Track Record Shows McCain is Most Fit to Lead

John McCain’s support for the Surge. Another issue that I would discuss at every opportunity is McCain’s support for the Surge strategy in Iraq. This is another one of those issues that is pretty easy to break down for voters. Whether or not you think the decision to invade Iraq was a good one, John McCain’s position on how the war was waged is worth repeating as frequently as possible. John McCain saw a problem with the way the war was being fought. He called for a change in strategy and for more troops to be deployed to the region. When the Surge strategy was put together and presented by General Petraeus, John McCain fought for it in the Senate. Barack Obama opposed it. Obama and congressional Democrats declared the war virtually un-winnable, or in some cases, already lost. Barack Obama said of the Surge, “I am not persuaded that 20,000 additional troops in Iraq is going to solve the sectarian violence there, in fact I think it will do the reverse.”

Even after the Surge strategy was obviously producing results in Iraq, Barack Obama declared it a failure. After the progress in Iraq was sustained for an extended period of time and became impossible to deny, Obama reluctantly acknowledged it, saying in an interview with Fox’s Bill O’Reilly that it had succeeded “beyond our wildest dreams.” In that same interview, however, he refused to admit he was wrong to have opposed the surge. As with the Freddie/Fannie mess, John McCain identified problems with the war in Iraq and took action to correct them. Barack Obama was wrong about the Surge. If he had been President we would have surrendered to defeat in Iraq two years ago. John McCain easily has more credibility than Barack Obama on the question of who would make a better commander-in-chief.

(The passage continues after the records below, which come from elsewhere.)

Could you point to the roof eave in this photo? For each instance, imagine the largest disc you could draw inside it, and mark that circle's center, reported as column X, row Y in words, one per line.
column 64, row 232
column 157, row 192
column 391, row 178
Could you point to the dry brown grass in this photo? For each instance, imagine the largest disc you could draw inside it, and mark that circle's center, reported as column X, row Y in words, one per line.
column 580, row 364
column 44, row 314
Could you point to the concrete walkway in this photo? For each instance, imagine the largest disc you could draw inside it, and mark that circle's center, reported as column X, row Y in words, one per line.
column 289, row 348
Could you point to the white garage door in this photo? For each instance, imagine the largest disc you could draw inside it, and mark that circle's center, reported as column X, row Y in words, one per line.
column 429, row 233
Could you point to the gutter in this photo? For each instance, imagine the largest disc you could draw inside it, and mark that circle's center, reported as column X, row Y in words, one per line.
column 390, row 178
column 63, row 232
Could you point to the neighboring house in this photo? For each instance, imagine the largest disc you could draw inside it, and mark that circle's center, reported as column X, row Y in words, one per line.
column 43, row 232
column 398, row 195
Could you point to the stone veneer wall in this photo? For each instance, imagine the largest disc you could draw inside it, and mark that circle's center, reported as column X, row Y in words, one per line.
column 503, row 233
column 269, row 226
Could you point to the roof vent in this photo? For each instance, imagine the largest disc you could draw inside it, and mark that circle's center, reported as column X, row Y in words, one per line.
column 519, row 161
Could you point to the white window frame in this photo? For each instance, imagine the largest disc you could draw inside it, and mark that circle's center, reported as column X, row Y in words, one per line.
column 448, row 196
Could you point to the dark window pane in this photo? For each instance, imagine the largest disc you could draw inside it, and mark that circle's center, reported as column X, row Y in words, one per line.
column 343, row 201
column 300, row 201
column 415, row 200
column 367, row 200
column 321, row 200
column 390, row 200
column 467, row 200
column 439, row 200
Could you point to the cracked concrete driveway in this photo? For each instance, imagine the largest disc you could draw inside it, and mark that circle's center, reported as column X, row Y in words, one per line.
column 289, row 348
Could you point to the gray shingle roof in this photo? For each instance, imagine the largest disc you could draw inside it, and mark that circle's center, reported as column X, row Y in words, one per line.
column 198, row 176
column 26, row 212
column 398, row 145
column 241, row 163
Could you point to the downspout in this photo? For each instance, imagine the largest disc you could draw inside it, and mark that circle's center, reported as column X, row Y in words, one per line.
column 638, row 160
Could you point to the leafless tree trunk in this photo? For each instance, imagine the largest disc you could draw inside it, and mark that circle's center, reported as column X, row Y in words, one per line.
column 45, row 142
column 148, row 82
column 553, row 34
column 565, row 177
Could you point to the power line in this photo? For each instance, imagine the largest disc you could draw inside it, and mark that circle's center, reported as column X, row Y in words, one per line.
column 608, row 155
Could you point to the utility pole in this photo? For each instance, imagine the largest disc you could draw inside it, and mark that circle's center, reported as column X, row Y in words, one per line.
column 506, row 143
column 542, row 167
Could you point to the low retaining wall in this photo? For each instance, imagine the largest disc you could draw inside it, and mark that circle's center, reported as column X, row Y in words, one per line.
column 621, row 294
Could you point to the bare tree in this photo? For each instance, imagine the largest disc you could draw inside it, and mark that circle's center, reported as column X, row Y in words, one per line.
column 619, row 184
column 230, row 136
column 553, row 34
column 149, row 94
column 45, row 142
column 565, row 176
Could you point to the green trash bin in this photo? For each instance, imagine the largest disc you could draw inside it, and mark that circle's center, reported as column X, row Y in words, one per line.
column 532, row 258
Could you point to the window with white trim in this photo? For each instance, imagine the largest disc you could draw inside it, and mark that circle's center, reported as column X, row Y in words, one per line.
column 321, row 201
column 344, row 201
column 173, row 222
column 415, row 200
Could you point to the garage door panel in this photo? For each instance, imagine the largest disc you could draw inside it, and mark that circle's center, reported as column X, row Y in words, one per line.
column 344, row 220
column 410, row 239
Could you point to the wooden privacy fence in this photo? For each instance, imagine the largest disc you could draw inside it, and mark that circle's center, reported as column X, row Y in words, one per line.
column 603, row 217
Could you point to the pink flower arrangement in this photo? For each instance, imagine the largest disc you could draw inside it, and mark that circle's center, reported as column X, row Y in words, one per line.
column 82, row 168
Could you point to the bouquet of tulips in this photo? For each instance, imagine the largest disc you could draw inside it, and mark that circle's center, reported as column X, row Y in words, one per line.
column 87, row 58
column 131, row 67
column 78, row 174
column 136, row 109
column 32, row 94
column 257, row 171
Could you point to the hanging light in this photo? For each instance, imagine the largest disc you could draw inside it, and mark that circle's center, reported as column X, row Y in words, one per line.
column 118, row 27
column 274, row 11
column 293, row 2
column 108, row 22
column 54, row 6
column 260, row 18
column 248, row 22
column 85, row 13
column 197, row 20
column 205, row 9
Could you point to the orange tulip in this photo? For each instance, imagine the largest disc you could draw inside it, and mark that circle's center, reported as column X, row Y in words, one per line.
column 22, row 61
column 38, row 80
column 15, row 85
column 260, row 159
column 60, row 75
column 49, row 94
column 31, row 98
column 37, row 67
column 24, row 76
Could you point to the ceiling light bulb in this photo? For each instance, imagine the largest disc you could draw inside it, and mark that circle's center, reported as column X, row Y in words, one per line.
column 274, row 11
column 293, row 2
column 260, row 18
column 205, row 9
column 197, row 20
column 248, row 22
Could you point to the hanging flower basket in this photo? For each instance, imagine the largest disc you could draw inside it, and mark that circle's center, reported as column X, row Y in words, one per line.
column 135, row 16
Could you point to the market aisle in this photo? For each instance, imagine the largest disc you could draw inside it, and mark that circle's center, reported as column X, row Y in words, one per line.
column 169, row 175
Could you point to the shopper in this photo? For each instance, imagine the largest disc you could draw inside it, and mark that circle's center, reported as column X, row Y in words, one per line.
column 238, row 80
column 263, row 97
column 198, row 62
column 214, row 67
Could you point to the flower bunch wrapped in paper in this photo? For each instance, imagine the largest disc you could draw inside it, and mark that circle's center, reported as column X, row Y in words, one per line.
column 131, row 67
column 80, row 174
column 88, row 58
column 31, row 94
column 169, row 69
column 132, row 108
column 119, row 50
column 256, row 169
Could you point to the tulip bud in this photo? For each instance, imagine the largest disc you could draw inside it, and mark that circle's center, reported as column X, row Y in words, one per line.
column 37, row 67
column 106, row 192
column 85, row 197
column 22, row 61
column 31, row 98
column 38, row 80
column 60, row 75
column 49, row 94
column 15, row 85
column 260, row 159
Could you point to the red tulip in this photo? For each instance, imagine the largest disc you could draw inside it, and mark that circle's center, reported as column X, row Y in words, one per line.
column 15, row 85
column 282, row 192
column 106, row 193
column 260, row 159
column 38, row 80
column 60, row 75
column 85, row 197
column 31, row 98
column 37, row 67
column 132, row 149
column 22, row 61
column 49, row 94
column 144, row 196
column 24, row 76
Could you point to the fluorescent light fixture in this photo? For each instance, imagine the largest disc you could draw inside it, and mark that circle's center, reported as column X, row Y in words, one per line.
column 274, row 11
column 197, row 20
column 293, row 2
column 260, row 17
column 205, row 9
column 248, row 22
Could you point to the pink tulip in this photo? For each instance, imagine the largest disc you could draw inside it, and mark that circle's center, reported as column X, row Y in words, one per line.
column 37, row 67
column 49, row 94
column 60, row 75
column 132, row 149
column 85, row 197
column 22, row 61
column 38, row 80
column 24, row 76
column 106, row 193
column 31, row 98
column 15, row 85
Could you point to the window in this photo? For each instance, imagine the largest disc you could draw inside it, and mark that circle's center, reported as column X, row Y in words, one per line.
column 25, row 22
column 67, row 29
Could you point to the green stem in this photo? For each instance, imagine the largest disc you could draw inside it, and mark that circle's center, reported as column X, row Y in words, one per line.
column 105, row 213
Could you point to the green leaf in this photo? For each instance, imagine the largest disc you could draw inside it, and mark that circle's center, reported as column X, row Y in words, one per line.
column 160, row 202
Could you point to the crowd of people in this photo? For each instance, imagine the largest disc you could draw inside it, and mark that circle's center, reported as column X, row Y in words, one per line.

Fitness to lead. The two examples cited here are the basis for a strong argument that John McCain is more fit than Barack Obama to lead this country in a time of war and in time of financial crisis. There are many other examples in the backgrounds of McCain and Obama that provide evidence of which man is more qualified to lead, but I see these two as some of the strongest and if I were in the McCain campaign I would find every opportunity possible to remind voters of them.